If your digitization methods don’t consider work that later needs to be done on the data, problems can arise. For example, one large project involved digitizing a national archive library’s war diaries from World War I. This was done by scanning the diaries to create low-resolution thumbnails meant to give the reader an idea of what that page looks like. Unfortunately, it later became difficult to pull useful information from those files because the resolution was too low for OCR to work without a lot of errors cropping up.
Tip #3: Understand all the ways unstructured content is presented
One of the big challenges in data capture is to understand all the ways that unstructured data is presented. For instance, different countries have different conventions when it comes to how they format dates or how they represent decimals or currencies. When designing your data capture process, it’s crucial to make sure you have the means to accommodate those variants.
A simple example of problems created by not anticipating all the ways content can be presented comes from scanned paper invoices. It’s possible for software to specify X and Y coordinates on a page to identify where the “invoice total” field will be. However, people don’t always put their pages in the scanner perfectly straight, and that causes problems in locating data. So, rather than using coordinates, it’s better to create anchors on a page of data so that information can be located relative to the anchors—ensuring accuracy every time.
Tip #4: Think carefully about who will use the data
Using naming conventions and labels that will be meaningful to the anticipated users of your data is critical. Sometimes the data capture process breaks down because the organization engages different types of staff throughout the entire process, each with varying needs and expectations.
Consider, if we had a field with a number value in it that represented temperature. If that number is 20, for example, this could either be really cold or quite mild, depending on whether you’re using Fahrenheit or Celsius. So, you need to have the measuring system in the name of the field. If you don’t do that, people tend to make assumptions based on where they live and what their experience has been. And that can lead to errors.

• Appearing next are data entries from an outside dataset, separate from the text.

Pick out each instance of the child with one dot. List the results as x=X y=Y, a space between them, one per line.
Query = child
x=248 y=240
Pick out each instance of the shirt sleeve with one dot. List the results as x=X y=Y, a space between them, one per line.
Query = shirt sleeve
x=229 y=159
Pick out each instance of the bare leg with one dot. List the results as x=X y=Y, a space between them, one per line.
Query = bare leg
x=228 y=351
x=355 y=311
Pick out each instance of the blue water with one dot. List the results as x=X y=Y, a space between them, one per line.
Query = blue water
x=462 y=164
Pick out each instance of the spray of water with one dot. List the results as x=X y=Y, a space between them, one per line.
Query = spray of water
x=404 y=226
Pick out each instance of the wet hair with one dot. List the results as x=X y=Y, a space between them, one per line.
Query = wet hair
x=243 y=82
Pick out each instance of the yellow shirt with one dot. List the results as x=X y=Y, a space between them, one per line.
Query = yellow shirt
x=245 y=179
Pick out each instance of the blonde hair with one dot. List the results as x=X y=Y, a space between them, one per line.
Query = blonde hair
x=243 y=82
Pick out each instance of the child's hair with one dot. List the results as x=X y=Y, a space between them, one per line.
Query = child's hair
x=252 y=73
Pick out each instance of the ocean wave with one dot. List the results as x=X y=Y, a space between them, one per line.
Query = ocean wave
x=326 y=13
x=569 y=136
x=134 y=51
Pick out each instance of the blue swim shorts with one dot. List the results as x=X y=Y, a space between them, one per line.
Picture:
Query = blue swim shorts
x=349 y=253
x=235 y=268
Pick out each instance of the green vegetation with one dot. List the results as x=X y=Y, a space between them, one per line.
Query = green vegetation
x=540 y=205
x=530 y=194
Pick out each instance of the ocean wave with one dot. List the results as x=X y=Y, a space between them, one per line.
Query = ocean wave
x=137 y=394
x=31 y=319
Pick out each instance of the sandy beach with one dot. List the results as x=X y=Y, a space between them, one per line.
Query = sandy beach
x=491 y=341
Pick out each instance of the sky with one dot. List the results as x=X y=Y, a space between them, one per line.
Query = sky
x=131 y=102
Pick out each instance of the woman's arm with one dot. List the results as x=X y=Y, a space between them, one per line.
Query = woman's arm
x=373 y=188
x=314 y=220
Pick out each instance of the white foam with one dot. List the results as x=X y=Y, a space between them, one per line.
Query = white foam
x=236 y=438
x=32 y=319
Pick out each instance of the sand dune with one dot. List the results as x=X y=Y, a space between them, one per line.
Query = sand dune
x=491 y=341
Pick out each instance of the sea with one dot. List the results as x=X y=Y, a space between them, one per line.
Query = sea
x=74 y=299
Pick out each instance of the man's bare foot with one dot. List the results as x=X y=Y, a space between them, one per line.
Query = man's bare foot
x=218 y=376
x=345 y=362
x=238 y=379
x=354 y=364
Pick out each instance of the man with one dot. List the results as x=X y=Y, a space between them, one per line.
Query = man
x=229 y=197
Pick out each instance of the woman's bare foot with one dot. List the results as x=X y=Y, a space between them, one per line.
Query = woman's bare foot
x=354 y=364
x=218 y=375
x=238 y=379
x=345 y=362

Consistency is key, both in how we describe the information that we’re capturing, and also in the format and naming. Normalization of the presentation of data that’s captured enables automation and analysis, making the data useful for all.
Developing an effective capture process can dramatically increase the amount of data, especially unstructured data, that an organization can automate and analyze. Getting data capture right creates efficiencies, reduces errors, and improves outputs. Following the four tips for designing an effective data capture process—digital first, using the right digitization methods, considering different content structures, and being aware of who will use the data—will help ensure that your organization reaps the benefits of data capture without risking the potential hazards.